Fünf homöopathische Mittel, die vor der Operation helfen

Die Homöopathie kann vor und auch nach einer Operation durchaus hilfreich sein. Wir stellen hier fünf wichtige homöopathische Mittel vor.

Diese helfen uns dabei, die Nervosität zu bekämpfen und unser Gefäß- sowie Atmungssystem vor dem Eingriff vorzubereiten.

Fünf homöopathische Mittel, die vor der Operation helfen 

Homöopathische Mittel, um Angst vor dem Eingriff zu behandeln 

Gelsemium sempervirens (Gelber Jasmin) vor der Operation

Die Einnahme von Gelsemium C15 oder C30 sollte zehn Tage vor dem Eingriff begonnen werden. Am Vorabend der Operation reicht eine Dosis vollkommen.

Gelsemium hilft gegen Ängste, welche durch Zittern und emotional bedingte Durchfälle gekennzeichnet sind. Der Betroffene hat das Bedürfnis vor dem Eingriff oft und viel zu urinieren.

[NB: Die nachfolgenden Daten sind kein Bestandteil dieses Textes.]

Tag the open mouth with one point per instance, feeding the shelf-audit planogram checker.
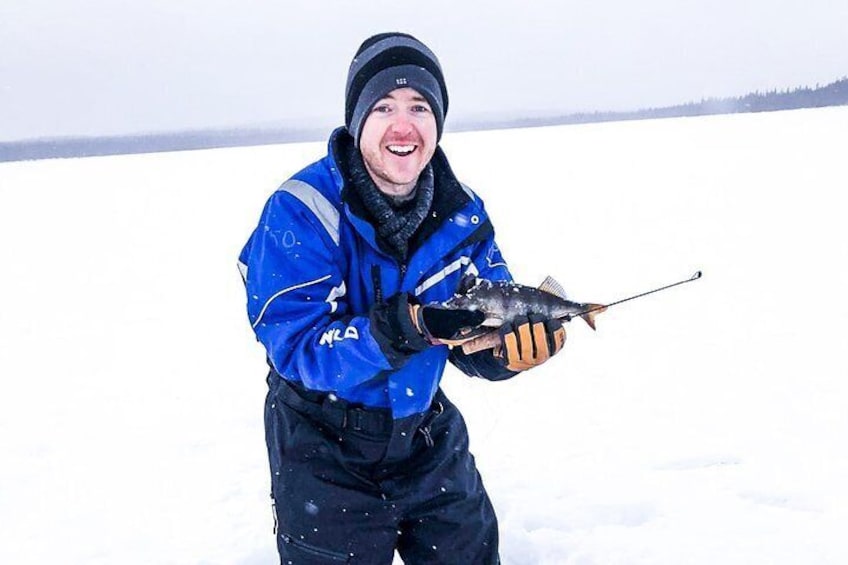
(401, 150)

Ignatia amara (Ignatiusbohne)

Die Einnahme von Ignatia C9 sollte während der letzten zehn Tage vor dem Eingriff begonnen werden. Die Angst zeigt sich dadurch, dass der Patient reizbar ist, häufig schwitzt, das Gefühl hat, einen Kloß im Hals zu haben und oft gähnt. Es kann zu widersprüchlichen Symptomen kommen, wie z.B. nervöser Hunger, da man nicht in Ruhe essen kann. Die Beschwerden bessern sich immer durch Ablenkung.

Homöopathische Mittel, um das Atmungssystem vor einem Eingriff vorzubereiten

Diese homöopathischen Mittel werden speziell denjenigen Patienten verschrieben, welche an respiratorischer Insuffizienz leiden und welche anästhesiert werden. Wenn der Patient einer Laparotomie unterzogen wird, können durch heftiges Husten Unterleibsschmerzen auftreten.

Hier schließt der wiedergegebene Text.